03 Hobbits and Christian Hope Today (Lord of the Rings theme #1)

Hobbits Lord of the Rings Hope

Blurb from “Hobbits and Christian Hope Today”

What does Christian hope look like in the era of COVID-19? Journey alongside Sam and Gandalf in the midst of their worldwide calamity. Let the divine hope that permeates J.R.R. Tolkien’s The Lord of the Rings nourish you and sustain you.

Excerpt from “Hobbits and Christian Hope Today”

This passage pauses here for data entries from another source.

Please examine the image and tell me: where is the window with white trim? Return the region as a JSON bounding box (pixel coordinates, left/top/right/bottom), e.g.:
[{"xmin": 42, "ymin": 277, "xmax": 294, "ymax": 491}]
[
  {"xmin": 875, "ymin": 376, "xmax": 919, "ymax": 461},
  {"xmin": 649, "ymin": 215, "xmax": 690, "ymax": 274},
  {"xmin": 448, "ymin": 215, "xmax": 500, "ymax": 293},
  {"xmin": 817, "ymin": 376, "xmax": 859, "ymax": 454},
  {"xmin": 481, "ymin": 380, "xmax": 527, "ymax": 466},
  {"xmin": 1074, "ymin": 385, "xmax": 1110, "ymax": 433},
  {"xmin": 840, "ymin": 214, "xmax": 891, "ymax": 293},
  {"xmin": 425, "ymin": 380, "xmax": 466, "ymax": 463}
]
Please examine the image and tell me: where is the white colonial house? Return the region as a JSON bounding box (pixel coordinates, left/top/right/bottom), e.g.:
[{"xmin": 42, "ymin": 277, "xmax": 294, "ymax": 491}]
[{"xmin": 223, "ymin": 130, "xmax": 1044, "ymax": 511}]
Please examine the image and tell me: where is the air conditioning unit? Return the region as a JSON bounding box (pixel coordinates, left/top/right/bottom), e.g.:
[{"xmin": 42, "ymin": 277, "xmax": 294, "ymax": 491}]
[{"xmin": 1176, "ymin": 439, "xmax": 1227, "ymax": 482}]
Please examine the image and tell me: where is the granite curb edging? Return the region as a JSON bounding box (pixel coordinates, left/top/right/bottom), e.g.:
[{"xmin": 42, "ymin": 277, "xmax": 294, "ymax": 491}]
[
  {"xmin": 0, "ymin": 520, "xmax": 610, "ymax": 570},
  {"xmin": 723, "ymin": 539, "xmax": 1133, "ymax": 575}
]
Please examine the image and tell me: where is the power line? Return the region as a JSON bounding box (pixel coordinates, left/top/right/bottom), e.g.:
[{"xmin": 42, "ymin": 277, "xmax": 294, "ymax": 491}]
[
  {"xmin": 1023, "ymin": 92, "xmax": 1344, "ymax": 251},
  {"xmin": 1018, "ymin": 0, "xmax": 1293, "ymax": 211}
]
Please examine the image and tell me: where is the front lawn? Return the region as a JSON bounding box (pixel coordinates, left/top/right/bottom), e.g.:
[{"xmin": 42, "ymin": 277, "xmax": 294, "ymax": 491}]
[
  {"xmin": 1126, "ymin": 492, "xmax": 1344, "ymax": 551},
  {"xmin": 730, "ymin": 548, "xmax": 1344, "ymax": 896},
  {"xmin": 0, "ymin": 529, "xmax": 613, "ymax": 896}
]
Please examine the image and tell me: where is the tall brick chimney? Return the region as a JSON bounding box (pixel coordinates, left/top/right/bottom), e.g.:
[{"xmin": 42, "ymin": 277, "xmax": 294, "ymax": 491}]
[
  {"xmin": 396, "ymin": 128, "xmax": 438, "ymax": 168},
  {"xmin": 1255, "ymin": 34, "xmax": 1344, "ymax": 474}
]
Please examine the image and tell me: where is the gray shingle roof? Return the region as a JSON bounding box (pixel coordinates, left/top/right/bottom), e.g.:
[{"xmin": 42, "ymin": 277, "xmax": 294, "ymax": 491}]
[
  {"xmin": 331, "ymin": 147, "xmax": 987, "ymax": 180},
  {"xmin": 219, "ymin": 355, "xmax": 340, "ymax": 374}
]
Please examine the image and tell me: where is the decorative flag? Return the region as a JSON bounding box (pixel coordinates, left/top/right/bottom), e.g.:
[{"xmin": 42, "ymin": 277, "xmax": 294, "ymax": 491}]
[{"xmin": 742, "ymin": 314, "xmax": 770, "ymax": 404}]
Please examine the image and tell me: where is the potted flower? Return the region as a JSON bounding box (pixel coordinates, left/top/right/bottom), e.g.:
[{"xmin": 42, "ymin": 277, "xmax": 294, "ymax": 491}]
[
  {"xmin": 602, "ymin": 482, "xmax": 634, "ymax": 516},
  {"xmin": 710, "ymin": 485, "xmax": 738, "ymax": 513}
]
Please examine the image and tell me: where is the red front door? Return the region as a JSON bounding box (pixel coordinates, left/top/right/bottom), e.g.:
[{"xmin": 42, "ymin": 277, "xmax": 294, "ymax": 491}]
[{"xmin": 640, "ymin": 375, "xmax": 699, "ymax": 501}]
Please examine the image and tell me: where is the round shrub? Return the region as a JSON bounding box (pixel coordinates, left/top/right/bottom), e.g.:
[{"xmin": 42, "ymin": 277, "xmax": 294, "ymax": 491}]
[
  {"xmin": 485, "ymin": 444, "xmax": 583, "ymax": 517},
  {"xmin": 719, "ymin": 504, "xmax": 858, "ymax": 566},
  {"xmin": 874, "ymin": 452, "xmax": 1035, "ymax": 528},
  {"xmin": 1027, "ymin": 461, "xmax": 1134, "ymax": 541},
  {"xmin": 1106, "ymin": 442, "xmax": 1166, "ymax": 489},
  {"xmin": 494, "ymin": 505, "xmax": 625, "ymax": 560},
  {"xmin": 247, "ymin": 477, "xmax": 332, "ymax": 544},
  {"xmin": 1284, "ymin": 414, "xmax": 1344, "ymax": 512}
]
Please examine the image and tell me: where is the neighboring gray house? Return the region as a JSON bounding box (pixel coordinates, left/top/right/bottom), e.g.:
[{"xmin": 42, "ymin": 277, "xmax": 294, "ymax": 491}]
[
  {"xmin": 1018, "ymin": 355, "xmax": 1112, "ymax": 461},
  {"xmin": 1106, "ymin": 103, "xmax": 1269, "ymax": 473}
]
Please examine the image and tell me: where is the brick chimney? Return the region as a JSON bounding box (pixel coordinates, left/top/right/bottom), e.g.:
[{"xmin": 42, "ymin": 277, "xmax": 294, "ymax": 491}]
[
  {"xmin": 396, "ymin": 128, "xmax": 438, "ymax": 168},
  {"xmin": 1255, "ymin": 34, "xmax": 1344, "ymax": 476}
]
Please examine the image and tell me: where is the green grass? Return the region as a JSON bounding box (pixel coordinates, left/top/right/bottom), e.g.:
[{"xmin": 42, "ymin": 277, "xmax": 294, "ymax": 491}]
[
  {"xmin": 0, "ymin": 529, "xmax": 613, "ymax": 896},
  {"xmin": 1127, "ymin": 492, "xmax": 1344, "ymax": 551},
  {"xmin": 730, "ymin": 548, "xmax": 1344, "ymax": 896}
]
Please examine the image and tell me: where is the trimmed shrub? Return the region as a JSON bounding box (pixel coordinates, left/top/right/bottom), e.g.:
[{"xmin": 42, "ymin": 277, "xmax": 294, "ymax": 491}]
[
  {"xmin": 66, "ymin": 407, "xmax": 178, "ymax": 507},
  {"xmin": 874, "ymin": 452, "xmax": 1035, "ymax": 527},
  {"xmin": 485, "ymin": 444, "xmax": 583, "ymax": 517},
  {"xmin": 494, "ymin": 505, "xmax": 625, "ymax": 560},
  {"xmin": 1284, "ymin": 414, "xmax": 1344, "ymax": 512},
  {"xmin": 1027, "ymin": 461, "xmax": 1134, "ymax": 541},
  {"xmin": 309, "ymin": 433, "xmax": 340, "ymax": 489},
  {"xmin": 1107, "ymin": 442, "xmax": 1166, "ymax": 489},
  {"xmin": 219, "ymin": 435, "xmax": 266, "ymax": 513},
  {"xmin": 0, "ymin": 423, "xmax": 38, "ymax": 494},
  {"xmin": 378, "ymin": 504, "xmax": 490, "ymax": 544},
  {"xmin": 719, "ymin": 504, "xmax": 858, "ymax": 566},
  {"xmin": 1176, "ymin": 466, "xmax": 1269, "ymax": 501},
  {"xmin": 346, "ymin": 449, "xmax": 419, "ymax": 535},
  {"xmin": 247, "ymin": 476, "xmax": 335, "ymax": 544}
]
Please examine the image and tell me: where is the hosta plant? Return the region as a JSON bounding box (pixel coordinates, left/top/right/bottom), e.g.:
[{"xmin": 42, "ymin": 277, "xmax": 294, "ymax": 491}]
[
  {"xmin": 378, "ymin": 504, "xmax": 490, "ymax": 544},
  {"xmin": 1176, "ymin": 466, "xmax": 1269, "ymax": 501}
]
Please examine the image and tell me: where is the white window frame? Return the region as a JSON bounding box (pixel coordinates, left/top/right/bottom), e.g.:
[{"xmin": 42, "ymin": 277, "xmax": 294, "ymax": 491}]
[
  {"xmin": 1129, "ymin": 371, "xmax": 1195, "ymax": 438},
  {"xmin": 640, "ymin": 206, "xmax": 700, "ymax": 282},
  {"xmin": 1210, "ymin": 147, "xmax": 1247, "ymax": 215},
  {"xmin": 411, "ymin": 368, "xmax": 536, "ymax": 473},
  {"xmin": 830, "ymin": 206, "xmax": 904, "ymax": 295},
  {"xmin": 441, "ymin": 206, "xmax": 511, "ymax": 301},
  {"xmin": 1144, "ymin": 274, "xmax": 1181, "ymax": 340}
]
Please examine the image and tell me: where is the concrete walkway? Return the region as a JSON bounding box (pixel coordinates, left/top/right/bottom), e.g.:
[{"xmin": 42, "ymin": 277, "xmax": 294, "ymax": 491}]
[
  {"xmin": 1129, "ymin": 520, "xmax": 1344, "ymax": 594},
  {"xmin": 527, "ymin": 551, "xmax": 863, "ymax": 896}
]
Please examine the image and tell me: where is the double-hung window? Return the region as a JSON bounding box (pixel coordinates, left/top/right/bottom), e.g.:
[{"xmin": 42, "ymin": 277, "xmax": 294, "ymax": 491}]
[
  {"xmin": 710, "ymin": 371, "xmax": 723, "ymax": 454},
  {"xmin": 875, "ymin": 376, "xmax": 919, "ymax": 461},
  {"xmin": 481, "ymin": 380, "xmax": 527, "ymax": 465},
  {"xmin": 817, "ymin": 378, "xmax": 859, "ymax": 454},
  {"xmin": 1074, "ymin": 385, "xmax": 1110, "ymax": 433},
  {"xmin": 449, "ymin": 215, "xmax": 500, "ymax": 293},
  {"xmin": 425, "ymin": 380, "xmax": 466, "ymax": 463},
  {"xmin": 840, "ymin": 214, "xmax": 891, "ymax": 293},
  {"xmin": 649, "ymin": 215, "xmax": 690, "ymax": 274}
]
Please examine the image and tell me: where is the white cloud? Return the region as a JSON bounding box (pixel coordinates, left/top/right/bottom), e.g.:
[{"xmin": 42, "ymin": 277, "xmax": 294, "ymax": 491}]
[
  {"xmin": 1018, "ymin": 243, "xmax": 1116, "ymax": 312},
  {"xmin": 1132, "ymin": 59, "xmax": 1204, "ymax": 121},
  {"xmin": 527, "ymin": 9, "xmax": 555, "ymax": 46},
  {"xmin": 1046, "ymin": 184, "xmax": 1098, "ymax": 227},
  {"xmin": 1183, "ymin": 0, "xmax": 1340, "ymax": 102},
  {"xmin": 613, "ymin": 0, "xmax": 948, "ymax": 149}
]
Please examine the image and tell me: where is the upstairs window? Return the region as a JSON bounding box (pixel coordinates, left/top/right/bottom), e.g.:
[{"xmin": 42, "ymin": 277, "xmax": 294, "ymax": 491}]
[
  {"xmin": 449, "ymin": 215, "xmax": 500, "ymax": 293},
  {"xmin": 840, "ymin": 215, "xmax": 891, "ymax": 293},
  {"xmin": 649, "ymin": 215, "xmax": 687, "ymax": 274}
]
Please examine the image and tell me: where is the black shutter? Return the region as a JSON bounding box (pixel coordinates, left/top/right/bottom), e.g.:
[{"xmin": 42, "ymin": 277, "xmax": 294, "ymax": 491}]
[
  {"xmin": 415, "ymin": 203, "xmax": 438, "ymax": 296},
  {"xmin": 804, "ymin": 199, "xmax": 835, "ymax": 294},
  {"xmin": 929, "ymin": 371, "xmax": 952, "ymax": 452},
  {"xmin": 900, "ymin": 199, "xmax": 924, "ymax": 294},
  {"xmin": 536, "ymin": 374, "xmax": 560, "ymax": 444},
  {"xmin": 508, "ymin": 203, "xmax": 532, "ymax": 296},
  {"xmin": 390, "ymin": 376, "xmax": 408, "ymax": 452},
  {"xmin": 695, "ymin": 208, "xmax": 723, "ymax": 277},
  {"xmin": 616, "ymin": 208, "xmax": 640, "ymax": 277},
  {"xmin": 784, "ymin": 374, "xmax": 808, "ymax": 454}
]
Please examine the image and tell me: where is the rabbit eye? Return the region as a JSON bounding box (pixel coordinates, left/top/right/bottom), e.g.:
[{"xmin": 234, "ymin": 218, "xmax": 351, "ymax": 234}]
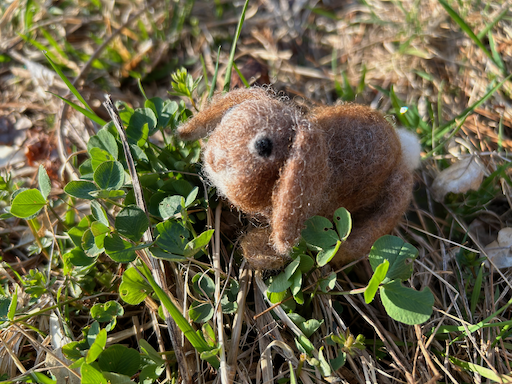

“… What separates The Lord of the Rings from other works of great fiction of a similar genre is the way it handles and presents hope … for a beautiful, courageous, and even divine hope permeates the story’s darkest darkness and most hopeless circumstances. Written in the middle of 20th century, in a century that should have robbed Tolkien of any sense of hope in humanity, in technology, in faith even, it is the story’s hope, that instantly made it a timeless classic…” Here are links to two of the scenes mentioned in the episode:

“I wish the ring had never come to me”: https://www.youtube.com/watch?v=IrOqnZdvI6M
Sam’s speech in the Two Towers:  https://www.youtube.com/watch?v=k6C8SX0mWP0

Here are the three quotes explored during this episode

Quote one (from The Return of the King book): “There, peeping among the cloud-wrack above a dark tor high up in the mountains, Sam saw a white star twinkle for a while. The beauty of it smote his heart, as he looked up out of the forsaken land, and hope returned to him. For like a shaft, clear and cold, the thought pierced him that in the end the Shadow was only a small and passing thing: there was light and high beauty for ever beyond its reach.”

Quote two (from The Fellowship of the Ring, book and movie):“Frodo: I wish the Ring had never come to me. I wish none of this had happened. Gandalf: So do all who live to see such times, but that is not for them to decide. All we have to decide is what to do with the time that is given to us.”

Quote three (from The Two Towers, movie): It’s all wrong. By rights we shouldn’t even be here. But we are. It’s like in the great stories Mr. Frodo.The ones that really mattered. Full of darkness and danger they were, and sometimes you didn’t want to know the end. Because how could the end be happy. How could the world go back to the way it was when so much bad happened. But in the end, it’s only a passing thing, this shadow. Even darkness must pass. A new day will come. And when the sun shines it will shine out the clearer. Those were the stories that stayed with you. That meant something. Even if you were too small to understand why. But I think, Mr. Frodo, I do understand. I know now. Folk in those stories had lots of chances of turning back only they didn’t. Because they were holding on to something.
Frodo: What are we holding on to, Sam?
Sam: That there’s some good in this world, Mr. Frodo. And it’s worth fighting for.